The vulnerability identified as CVE-2025-12192 affects The Events Calendar plugin for WordPress, versions up to and including 6.15.9. The root cause is an incorrect comparison logic (CWE-697) in the plugin's sysinfo REST endpoint, which compares a provided key to a stored opt-in key using a loose equality check. This loose comparison allows an attacker to send a boolean value (e.g., false or true) instead of the expected key string, bypassing authentication checks. When the plugin's setting "Yes, automatically share my system information with The Events Calendar support team" is enabled, this flaw allows unauthenticated remote attackers to retrieve the full system report. This report may contain sensitive system information that could aid further attacks or reconnaissance. The vulnerability is remotely exploitable without any user interaction or privileges, and it does not impact system integrity or availability, only confidentiality. The CVSS v3.1 score is 5.3 (medium), reflecting the ease of exploitation and the limited impact scope. No patches or exploits are currently publicly available, but the vulnerability is published and should be addressed promptly. The flaw stems from improper use of loose comparison operators in PHP, which can cause unexpected truthy or falsy evaluations, a common programming pitfall leading to security issues.

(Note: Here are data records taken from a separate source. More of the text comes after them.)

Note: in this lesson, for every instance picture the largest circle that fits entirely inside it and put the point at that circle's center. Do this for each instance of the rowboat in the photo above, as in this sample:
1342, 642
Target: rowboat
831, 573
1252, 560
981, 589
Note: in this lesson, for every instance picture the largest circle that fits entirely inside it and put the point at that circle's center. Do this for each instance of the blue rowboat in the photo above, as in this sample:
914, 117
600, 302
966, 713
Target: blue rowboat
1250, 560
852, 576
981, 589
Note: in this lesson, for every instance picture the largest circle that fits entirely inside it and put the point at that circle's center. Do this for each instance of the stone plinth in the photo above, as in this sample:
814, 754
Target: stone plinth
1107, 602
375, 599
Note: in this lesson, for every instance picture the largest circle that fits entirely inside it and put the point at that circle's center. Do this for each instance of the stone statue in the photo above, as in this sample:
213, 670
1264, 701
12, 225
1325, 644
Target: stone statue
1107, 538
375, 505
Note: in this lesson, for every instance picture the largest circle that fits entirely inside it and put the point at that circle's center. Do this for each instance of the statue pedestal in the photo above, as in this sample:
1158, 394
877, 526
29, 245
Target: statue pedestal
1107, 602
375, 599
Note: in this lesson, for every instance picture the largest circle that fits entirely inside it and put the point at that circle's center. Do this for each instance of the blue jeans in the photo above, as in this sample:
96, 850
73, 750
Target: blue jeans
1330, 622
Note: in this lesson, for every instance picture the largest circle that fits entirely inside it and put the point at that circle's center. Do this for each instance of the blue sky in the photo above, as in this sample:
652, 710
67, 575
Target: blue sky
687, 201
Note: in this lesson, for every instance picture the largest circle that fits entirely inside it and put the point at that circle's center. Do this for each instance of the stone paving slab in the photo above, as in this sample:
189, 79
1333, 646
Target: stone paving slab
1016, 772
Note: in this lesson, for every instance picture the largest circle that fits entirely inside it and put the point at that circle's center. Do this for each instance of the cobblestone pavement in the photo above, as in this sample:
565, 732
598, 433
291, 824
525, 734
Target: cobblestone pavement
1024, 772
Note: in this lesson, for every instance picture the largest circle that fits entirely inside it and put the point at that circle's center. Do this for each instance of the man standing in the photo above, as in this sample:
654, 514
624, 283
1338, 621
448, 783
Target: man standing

For European organizations, this vulnerability poses a risk of unauthorized disclosure of system information from WordPress sites using The Events Calendar plugin with the affected versions and the opt-in sharing feature enabled. The leaked system report could reveal environment details, software versions, and configuration data, which attackers could leverage for targeted attacks or privilege escalation. Although it does not directly compromise data integrity or availability, the confidentiality breach can facilitate subsequent attacks, increasing overall risk. Organizations handling sensitive or regulated data may face compliance issues if such information is exposed. Public-facing websites, especially those in sectors like government, finance, healthcare, and critical infrastructure, are at higher risk due to their attractiveness to attackers. The moderate CVSS score indicates that while the vulnerability is not critical, it is sufficiently serious to warrant timely remediation to prevent potential exploitation.

European organizations should immediately audit their WordPress installations to identify the use of The Events Calendar plugin and verify the version. If running version 6.15.9 or earlier, they should disable the "Yes, automatically share my system information with The Events Calendar support team" setting to prevent exposure until a patch is available. Applying updates to a fixed version once released is the most effective mitigation. In the absence of an official patch, organizations can implement web application firewall (WAF) rules to block or monitor requests to the sysinfo REST endpoint, especially those containing boolean values in the key parameter. Additionally, restricting access to the REST API endpoints to authenticated users or trusted IP ranges can reduce exposure. Regular security audits and monitoring for unusual access patterns to the sysinfo endpoint can help detect exploitation attempts. Educating site administrators about the risks of enabling automatic system info sharing is also recommended.